José Mourinho falls to earth

Yesterday he was sacked as manager of Chelsea. But the question isn’t why he has failed, but how he has succeeded for so long

By David Bennun

The only thing more spectacular than Chelsea’s fall from grace this season is that of their manager, José Mourinho, who was sacked yesterday. The reigning champions of English football currently lie two places and one point above the relegation zone. For Mourinho, it is the first serious failure he has known in his managerial career. More interesting than the obvious question of why Mourinho has failed now is another: why didn’t he fail sooner? Mourinho’s rise was meteoric, but that is not unheard of. What is astonishing is not how he went up, but how he stayed up.

Mourinho won Portugal’s Primeira Liga in his second season as a manager. He has since won league titles in seven out of 11 full seasons. He has also won the Champions League twice, with different clubs, and a host of other cups, experiencing just one trophyless season. Only Alex Ferguson, who managed Manchester United for 26 years, compressed a comparable level of success into an equivalent period of time. But he did it at one club, where he unequivocally ruled the roost. Mourinho did it in five stints at four clubs where he was, like most modern managers, more of a hired hand. He is the nearest football management has to a sure thing – a galácticoach.

How has he done it? He never played at a high level, and started out as a translator for Bobby Robson when the latter was a manager in Portugal – which must have been a challenge, given how unintelligible that much-missed figure could be, even to native Anglophones. Mourinho is acclaimed for his tactical nous, his coaching skills, his meticulous scouting and preparation, and his ability to motivate players. It is this last quality, above all, that finally appears to have abandoned him. Never before has he failed to get a team to punch at or above its weight. Everywhere he has gone, he has improved the club’s performance – at least in terms of silverware.

What Mourinho has never been famed for, however, is his football. The man has always been far more entertaining than his teams. From the moment he went pelting along the touchline at Old Trafford, overcoat flapping in the spring air, to celebrate the goal with which his Porto side knocked Manchester United out of the European Cup, he was pure showbiz. He is funny, charming, infuriating, odious, graceless, generous, vicious, but never dull – much like Ferguson, the manager he beat that night. But unlike the teams of Ferguson’s greatest days, Mourinho’s were tough and functional rather than exciting. Porto were dogged, well-drilled and snide. In both his spells at Chelsea he favoured percentage football illuminated by flashes of match-winning quality. At Inter Milan, this Portuguese manager was more Italian than the Italians, his team smothering and grinding down opponents – including Barcelona and Bayern Munich on the way to another European Cup, and the first treble for any Italian club.

“If your only selling pitch...is that you are a winner,” one newspaper columnist has written of him, “there is nothing left when you become a loser.” Yet Mourinho is far more versatile and adaptable than he is given credit for, and this is crucial to his success.
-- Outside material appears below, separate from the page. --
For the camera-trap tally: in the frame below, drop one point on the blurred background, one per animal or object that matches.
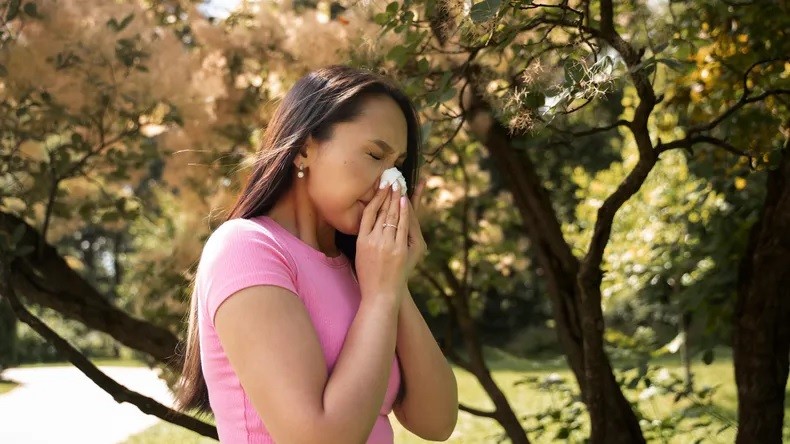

He has always cut that overcoat according to his cloth. In 2010 he went to Real Madrid, whose fans have little tolerance for dull efficiency. He won the Copa Del Rey and the league title with gung-ho, attacking football unlike any he had delivered before. Manchester United fans, currently bored by the stultifying “philosophy” of Louis van Gaal, are generally no admirers of Mourinho. Yet even they might remember how, when his Real Madrid knocked United out of Europe in 2013, an ever so ’umble Mourinho praised United’s attacking traditions, then insisted the better team had lost. Was he pitching for his dream job? If he had been, it surely wouldn’t have looked much different.

That was a Mourinho who had never encountered collapse. He has now. Perhaps it is a blip. Perhaps his powers have finally ebbed under such sustained pressure. Maybe he will never be the manager he was. Whoever hires him next will be taking a much bigger gamble than his last four employers. But they will get one of the few superstars of the game who does not kick a ball for a living.